A b c = 2400  $\times$ 0.32 = 768

a B C= 2400  $\times$ 0.32 = 768

a b c = 2400  $\times$ 0.04= 96

A B C = 2400  $\times$ 0.04= 96

A b C = 2400  $\times$ 0.1232 = 296

a B c = 2400  $\times$ 0.1232= 296

A B c = 2400  $\times$ 0.0168 = 40

a b C = 2400  $\times$ 0.0168 = 40

here the Interference (I)= 0.3

now we have to calculate the value based on Interference 0.3 or 30 % interference.

Interference (I) = 1 – observed Double Crossing Over / expected Double Crossing Over

0.3 = 1 –  observed Double Crossing Over / ( 0.12 ) (0.28)

0.3 (0.12) (0.28)   = (0.12) (0.28)  –  observed Double Crossing Over

observed Double Crossing Over= 0.0336 - 0.01008= 0.024

The distance between A - B = 12% = 100% [probability (Crossing over A–B) + probability (Double Crossing Over)]

so the probability (Crossing over A–B) = 0.12 – 0.024 = 0.096

The distance between the B - C = 28% = 100% [probability (Crossing over B–C) + probability (Double Crossing Over)]

probability (Crossing over B–C) = 0.28 – 0.024 = 0.256

Therefore the  probability of (parental fly ) = 1 – probability (Crossing over A–B) – probability (Crossing over B–C) – probability (observed Double Crossing Over)

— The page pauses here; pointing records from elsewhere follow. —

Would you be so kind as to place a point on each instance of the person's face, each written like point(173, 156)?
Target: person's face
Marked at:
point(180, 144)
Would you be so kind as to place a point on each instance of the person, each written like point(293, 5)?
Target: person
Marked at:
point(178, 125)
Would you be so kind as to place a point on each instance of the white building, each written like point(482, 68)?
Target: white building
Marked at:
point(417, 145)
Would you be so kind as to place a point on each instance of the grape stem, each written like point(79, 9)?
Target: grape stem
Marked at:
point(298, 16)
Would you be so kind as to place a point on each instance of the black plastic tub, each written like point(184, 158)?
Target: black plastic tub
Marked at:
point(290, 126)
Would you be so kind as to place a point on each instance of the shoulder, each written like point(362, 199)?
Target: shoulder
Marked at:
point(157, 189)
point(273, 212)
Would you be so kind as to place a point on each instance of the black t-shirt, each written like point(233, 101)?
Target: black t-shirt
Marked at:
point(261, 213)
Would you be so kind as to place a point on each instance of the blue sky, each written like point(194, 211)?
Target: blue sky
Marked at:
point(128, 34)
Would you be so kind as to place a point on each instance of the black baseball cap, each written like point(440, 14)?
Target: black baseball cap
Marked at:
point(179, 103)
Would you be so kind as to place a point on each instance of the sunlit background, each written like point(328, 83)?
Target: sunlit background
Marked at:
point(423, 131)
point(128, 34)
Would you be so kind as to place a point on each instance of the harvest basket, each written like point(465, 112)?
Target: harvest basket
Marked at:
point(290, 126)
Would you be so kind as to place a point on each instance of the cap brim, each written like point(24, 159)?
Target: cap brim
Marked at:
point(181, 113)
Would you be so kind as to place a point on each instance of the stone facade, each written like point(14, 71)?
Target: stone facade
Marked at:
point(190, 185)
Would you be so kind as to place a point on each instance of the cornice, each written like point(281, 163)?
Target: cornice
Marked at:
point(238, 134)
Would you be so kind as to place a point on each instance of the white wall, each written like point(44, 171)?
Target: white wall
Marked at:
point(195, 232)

= 1 – 0.096 – 0.256 – 0.024= 1 – 0.376 = 0.624
probability of (parental fly ) = 0.624

we know that

each parents should be represented in equal proportions so

A b c = 0.624 / 2 = 0. 312

a B C = 0.624 / 2 = 0. 312  

so the number of progeny from the 2400

A b c = 2400  $\times$ 0. 312  = 748

a B C= 2400  $\times$ 0. 312  = 748

a b c = 2400  $\times$ 0.096/ 2  = 115

A B C = 2400  $\times$ 0.096/ 2  = 115

A b C = 2400  $\times$ 0.256 / 2  = 307

a B c = 2400  $\times$ 0.256 / 2  = 307

A B c = 30

a b C = 30.

So here are the expected number of progeny with 0.3 level of Interference.